Originally Published: February 01, 2012

The Associated Press and The Polish Cultural Institute have both just reported that poet Wislawa Szymborska died today. More:

Her personal secretary says that Poland's 1996 Nobel Prize-winning poet Wislawa Szymborska has died. She was 88.

Michal Rusinek said Wednesday that Szymborska died "quietly, in her sleep." She resided in the southern city of Krakow.

The Nobel award committee's citation called her the "Mozart of poetry," a woman who mixed the elegance of language with "the fury of Beethoven."

Szymborska has been called both deeply political and playful, a poet who used humor in unforeseen ways.

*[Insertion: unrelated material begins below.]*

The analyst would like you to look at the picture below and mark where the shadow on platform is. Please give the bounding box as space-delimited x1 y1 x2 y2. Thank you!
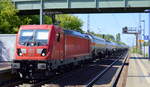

The winner of the Goethe Prize in 1991 and, yes, the Nobel Prize for Literature in 1996 (her Nobel speech can be read here), Szymborska once said, "I prefer the absurdity of writing poems to the absurdity of not writing poems." Also a translator and essayist, her poetic output was small and careful, with no more than 250 published poems. Poems New and Collected, in English, was published in 2000. Other collections of her poems that have been translated into English include People on a Bridge (1990), View with a Grain of Sand: Selected Poems (1995), and Monologue of a Dog (2005).

"Hence the indispensable / silver lining," you can read and listen to her poem "Consolation" here. As well, read "Clouds," below.

Clouds

I'd have to be really quick
to describe clouds—
a split second's enough
... for them to start being something else.

Their trademark:
they don't repeat a single
shape, shade, pose, arrangement.

Unburdened by memory of any kind,
they float easily over the facts.

What on earth could they bear witness to?
They scatter whenever something happens.

Compared to clouds,
life rests on solid ground,
practically permanent, almost eternal.

Next to clouds
even a stone seems like a brother,
someone you can trust,
while they're just distant, flighty cousins.

Let people exist if they want,
and then die, one after another:
clouds simply don't care
what they're up to
down there.

And so their haughty fleet
cruises smoothly over your whole life
and mine, still incomplete.

They aren't obliged to vanish when we're gone.
They don't have to be seen while sailing on.